Most helpful positive review
15 of 16 people found the following review helpful
on March 6, 2011
This new book by Gregg Herren is aimed at the young adult market and not unexpectedly contains the sentiments one might associate with TV's once popular After School Specials. Writing for a PG 13 audience today can be tricky given the fare available on premier cable channels. The high school junior's in Sleeping Angel, some of whom have been intimate since eighth grade, speak a sanitized English that few young people do among themselves. Only one "f-bomb" is dropped and that is italicized. While the author uses appropriate cultural references --- iPods and Lady Gaga -- the highschoolers never convince you they're using their own voices.

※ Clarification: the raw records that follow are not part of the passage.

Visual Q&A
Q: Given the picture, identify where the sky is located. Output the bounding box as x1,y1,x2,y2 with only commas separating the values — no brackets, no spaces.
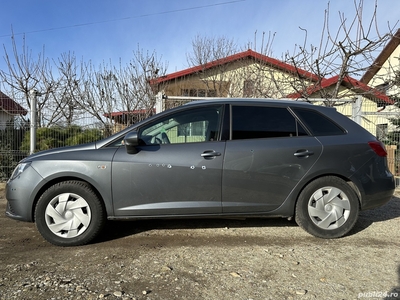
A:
0,0,400,73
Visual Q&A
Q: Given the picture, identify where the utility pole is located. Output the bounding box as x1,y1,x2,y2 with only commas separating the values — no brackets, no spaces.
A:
29,90,42,154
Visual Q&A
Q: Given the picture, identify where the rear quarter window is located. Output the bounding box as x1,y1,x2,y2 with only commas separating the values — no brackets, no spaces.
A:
232,106,307,140
292,108,346,136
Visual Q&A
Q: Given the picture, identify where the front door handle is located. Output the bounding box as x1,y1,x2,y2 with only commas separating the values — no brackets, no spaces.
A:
294,149,314,157
201,150,221,158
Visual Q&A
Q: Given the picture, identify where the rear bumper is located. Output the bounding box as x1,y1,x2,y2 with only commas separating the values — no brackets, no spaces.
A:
361,174,396,210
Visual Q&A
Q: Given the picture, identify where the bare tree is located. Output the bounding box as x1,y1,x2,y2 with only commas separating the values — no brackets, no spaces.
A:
285,0,397,106
0,35,48,113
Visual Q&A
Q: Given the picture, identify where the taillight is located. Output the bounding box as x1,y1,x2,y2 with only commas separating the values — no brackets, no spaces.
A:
368,141,387,157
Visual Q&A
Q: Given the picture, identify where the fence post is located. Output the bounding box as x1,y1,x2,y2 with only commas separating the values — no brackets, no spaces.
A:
351,96,362,125
29,90,39,154
155,92,164,114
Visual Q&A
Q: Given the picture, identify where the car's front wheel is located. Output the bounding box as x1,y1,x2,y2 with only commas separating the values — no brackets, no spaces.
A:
295,176,360,239
35,181,106,246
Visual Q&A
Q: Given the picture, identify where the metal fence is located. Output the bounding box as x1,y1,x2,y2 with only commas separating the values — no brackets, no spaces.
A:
0,97,400,181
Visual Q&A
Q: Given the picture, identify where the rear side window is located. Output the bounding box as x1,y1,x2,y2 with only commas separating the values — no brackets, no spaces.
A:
293,108,346,136
232,106,307,140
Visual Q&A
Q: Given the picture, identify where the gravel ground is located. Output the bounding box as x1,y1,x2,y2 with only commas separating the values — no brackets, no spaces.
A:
0,184,400,300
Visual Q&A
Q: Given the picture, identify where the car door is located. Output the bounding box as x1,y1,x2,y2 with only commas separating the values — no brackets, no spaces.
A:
222,106,322,213
112,105,225,216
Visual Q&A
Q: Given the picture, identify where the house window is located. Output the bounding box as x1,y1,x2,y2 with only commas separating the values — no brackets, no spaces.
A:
243,80,255,97
376,124,388,141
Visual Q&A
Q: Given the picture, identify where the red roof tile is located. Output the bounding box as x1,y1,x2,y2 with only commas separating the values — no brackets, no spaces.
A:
288,75,395,104
150,49,318,84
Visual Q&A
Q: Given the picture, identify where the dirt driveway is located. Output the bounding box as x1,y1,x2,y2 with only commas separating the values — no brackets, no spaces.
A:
0,184,400,300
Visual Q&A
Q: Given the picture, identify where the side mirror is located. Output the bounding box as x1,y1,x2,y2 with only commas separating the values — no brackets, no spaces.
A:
124,131,139,154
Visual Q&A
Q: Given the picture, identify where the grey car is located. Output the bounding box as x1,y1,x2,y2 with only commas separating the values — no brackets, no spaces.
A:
6,99,395,246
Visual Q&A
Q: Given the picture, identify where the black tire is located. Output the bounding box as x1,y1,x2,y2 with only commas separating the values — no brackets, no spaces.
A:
295,176,360,239
35,181,106,247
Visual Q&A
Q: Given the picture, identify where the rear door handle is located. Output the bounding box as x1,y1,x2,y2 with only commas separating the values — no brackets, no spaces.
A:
201,150,221,158
294,149,314,157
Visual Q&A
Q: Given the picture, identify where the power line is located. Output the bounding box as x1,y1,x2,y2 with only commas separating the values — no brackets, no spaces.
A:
0,0,247,38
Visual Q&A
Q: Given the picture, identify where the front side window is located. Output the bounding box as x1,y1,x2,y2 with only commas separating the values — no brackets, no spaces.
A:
139,105,222,145
232,106,307,140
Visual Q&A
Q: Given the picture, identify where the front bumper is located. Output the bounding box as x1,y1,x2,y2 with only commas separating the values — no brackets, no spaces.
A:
6,167,43,222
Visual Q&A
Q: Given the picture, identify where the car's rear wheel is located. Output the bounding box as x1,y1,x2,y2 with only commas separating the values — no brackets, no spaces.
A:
35,181,106,246
295,176,360,239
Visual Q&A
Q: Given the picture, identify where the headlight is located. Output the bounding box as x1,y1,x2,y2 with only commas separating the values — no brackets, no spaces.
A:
8,162,31,181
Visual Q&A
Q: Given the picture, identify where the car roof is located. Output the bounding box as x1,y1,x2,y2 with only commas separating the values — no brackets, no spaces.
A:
185,98,312,106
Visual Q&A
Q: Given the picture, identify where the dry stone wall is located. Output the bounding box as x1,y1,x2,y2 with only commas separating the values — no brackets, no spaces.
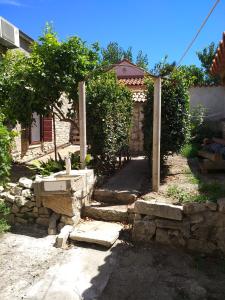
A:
132,198,225,254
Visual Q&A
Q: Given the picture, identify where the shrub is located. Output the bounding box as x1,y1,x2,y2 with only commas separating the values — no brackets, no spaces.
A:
0,201,10,234
144,69,190,169
87,72,133,173
0,114,15,185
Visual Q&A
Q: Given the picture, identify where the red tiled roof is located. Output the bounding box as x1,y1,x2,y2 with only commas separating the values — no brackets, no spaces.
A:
119,77,144,86
132,91,147,102
210,32,225,75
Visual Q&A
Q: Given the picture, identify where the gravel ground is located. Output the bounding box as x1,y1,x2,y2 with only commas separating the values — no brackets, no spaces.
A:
0,227,225,300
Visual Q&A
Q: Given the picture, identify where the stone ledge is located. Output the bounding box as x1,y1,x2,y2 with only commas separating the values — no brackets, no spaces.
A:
134,200,183,221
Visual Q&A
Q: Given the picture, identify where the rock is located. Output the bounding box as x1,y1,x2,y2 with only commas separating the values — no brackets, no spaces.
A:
132,220,156,242
84,203,128,222
25,201,35,208
19,177,33,189
205,200,217,211
15,217,28,224
155,219,190,238
15,196,28,207
11,204,20,214
187,239,216,253
60,214,80,226
33,206,38,213
70,221,123,247
155,228,186,247
38,207,50,216
42,194,81,217
134,200,183,220
48,213,60,235
36,217,49,227
217,198,225,213
189,214,204,224
57,222,65,232
22,189,32,199
183,202,208,215
20,206,32,214
55,225,73,248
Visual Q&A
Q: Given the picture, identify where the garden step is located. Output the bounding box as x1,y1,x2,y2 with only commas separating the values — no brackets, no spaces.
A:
93,189,138,204
84,202,128,222
70,221,123,247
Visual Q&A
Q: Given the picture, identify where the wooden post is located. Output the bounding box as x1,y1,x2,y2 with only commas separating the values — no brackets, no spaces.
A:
79,81,87,169
152,77,161,192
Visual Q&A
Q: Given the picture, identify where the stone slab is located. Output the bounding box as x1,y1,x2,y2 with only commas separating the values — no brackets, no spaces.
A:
134,200,183,220
70,221,123,247
84,203,128,222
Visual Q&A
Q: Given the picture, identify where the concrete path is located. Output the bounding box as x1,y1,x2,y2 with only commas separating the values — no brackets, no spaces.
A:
101,156,148,192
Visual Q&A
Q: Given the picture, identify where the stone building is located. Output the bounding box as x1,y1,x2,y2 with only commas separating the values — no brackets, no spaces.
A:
112,59,147,155
0,17,71,162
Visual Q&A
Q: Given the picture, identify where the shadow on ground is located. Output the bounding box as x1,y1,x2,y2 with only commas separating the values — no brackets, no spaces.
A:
82,243,225,300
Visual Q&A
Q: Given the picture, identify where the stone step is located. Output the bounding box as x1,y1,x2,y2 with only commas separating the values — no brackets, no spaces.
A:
70,221,123,248
83,202,128,222
93,189,138,204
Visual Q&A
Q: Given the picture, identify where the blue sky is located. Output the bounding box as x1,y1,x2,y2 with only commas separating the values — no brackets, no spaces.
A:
0,0,225,67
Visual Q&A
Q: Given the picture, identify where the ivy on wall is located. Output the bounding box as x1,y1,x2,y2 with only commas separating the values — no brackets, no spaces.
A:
87,72,133,174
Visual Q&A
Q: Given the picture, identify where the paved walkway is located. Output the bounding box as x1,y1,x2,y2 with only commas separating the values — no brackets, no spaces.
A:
102,156,148,192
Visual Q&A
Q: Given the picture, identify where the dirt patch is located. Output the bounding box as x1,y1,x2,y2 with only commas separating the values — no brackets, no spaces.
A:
0,225,65,300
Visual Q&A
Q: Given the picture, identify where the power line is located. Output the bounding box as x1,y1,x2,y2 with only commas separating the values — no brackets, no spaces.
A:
177,0,220,66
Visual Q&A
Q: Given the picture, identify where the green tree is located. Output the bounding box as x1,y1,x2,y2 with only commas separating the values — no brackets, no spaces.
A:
0,27,99,124
87,72,133,174
136,50,148,70
196,42,219,85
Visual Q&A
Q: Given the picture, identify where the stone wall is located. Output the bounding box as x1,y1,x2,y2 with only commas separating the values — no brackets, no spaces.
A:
0,170,94,234
132,198,225,254
12,97,71,162
129,102,144,155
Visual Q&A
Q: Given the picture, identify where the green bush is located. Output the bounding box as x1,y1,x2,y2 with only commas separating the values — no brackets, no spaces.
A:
87,72,133,174
0,114,15,185
144,69,190,169
0,201,10,234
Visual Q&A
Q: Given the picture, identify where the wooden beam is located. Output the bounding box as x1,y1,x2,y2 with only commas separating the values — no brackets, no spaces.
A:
79,81,87,169
152,77,161,192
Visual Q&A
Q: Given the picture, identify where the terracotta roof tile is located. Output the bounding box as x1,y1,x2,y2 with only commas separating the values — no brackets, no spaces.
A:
119,77,144,85
133,91,147,102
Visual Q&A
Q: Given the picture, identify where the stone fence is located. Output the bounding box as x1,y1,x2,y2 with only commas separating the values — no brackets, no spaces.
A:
132,198,225,254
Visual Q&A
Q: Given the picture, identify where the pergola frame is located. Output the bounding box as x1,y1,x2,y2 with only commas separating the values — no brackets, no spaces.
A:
79,65,161,192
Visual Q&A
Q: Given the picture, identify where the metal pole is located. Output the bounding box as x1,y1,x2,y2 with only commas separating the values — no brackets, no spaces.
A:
79,81,87,169
152,77,161,192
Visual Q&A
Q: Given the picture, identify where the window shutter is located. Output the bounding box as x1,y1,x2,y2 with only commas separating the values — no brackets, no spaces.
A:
42,117,52,142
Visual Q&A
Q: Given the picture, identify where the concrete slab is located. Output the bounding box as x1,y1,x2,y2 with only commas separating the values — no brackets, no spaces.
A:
70,221,123,247
84,202,128,222
102,156,148,192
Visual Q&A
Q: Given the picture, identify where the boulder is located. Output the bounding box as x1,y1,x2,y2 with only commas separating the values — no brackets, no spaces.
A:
183,202,208,215
132,220,156,242
19,177,33,189
134,200,183,220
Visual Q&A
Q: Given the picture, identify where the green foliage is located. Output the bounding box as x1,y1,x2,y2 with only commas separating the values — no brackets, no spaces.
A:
144,69,191,163
101,42,148,70
0,201,10,234
180,144,199,158
0,26,99,124
0,115,15,185
31,152,91,176
196,42,220,85
87,72,133,173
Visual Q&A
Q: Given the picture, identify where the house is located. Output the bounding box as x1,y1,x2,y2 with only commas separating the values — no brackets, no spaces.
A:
0,17,71,162
111,59,148,155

The novel is interesting for other, more important reasons. Eric Matthews, a youth with amnesia in the wake of a car accident, is suspected of the murder of the former friend found shot to death in the backseat. As he slowly regains his memory in the subsequent weeks he is surprised to learn that the person he had been was quite different from the one he assumed he was. Why was he even in the car with the victim, Sean, who was clearly gay and had been constantly bullied at school. The fact that the large cast of adult and teenage characters are evenly divided between gay friendlies and homophobes makes two things clear: We have come a long way as a nation, and we have a long way yet to go.
Most important, I think, for the book's audience is the point that bullies rarely see themselves as such. They may be seeking peer approval, covering insecurities, or simply trying to win a cheap laugh at someone else's expensive. They aren't empathetically aware of the hurt they inflict or the cruelty of their words and actions.
Mr. Herren is noted for his New Orleans mystery series, so I anticipated a real puzzler, but from the villain's first appearance there was little room for surprise. There is also a sub-plot involving mind reading, which was unnecessary to the story and went nowhere. I assume it was added to capitalize on the recent popularity of paranormal themes with young readers.
Bottom line: If it makes just a few bullies take a look at their own behavior and see it for it is the book could be a life saver.